I'm not attacking definitions ...i'm attacking questions.Scott Mayers wrote:Re: Moyo from earlier and to whether ideas (or forms) are real:
Formal definitions from logic demonstrate not simply a non-differentiating form. It uses both a genus and species description. This is where you define a concept by what class in belongs to with an additional clause that explains how each defined thing is different from the rest. You assumed non-logically formed definitions for concepts in philosophy.
You assumed that all definitions are simply tautologies. While they are meant to act 'tautological', they are not in error unless the description of the symbol, word, or phrasal used to summarize the idea, thing, or event lacks any new information content.
Thus,
A = B
is just a circular definition (circular). In computer science, this is used to assign to A what the present B stands for. So this tautology is functional. For the "formal" definition used in philosophy, precision requires specifying a symbol, word, or phrase like this:
[Symbol/Word/Phrase/Icon] is a(n) [thing/idea/event belonging to a Genus] that [differentiates by Y between each member].
Example:
[A car] is a [transportation tool or device] that [is created by humans to transfer people, places, or things from one location to another efficiently].

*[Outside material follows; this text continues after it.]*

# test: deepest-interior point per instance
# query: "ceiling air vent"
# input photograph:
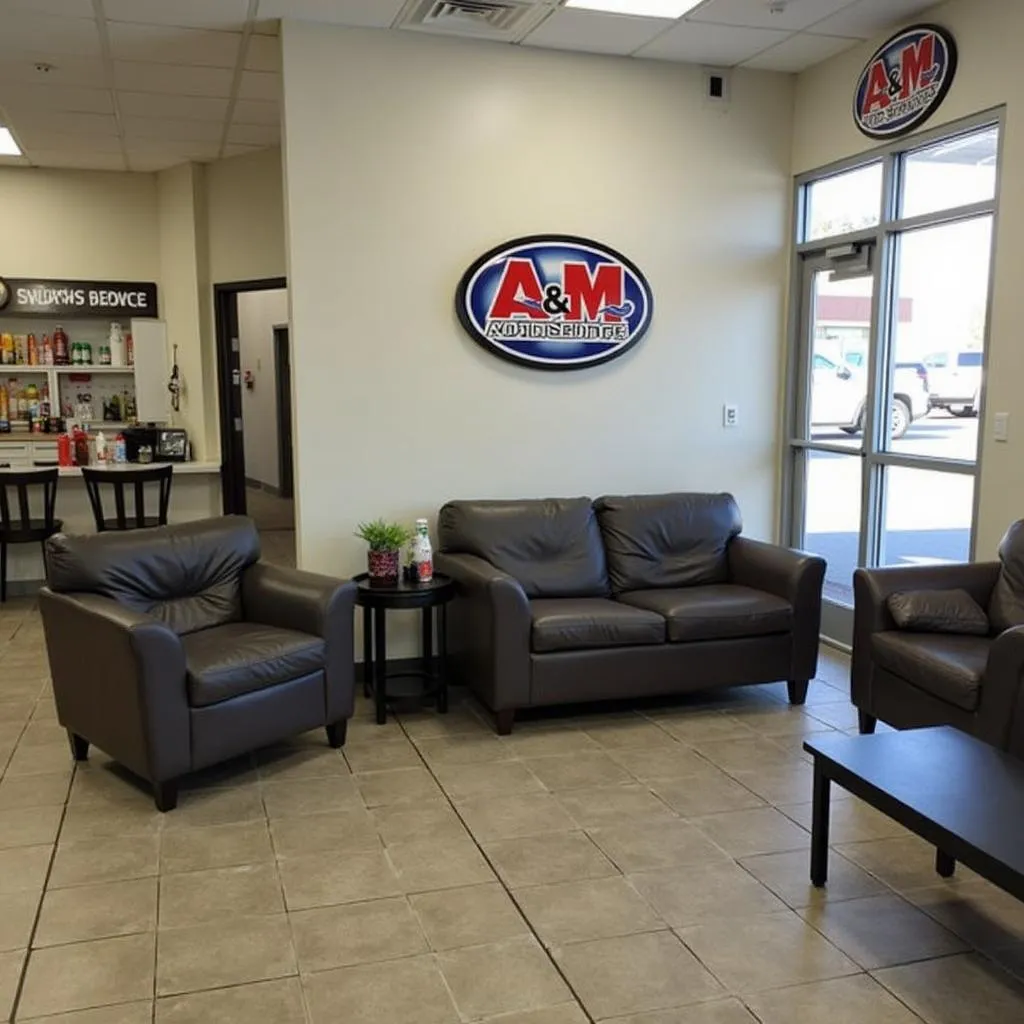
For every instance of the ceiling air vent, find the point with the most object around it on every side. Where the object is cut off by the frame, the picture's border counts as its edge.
(505, 19)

So definitions like this is used to reduce the necessity to always speak the whole sentence to the right but ALSO to demonstrate what something is in relation to what is the same of each member [genus] and what is different [species]. There's more to it than this but this is the fundamental way to assure clarity in what one means. It is the semantic meaning of the definition (not the symbol) that is intended to point you to the real meaning. It is the meaning that is real, not the words used to convey them. Nor do all meanings refer to actual reality apart from the mind. But for those, they are still real, but just not appropriately mapped to an external referent (outside your mind).
In order to formulate a meaningful question, all the parts have to be meaningful...do you agree. if you have the meaning to all the parts of the question.. why ask the question.
If you dont then your question is meaningless .(follow the thread of the underlined words)
Note ..its irrelevant what form the definition takes. if you words are all definined (so its clear what you are asking), however you want to define them, then you are obviously not looking for a definition (you have it allready)..could you point out what you would be looking for?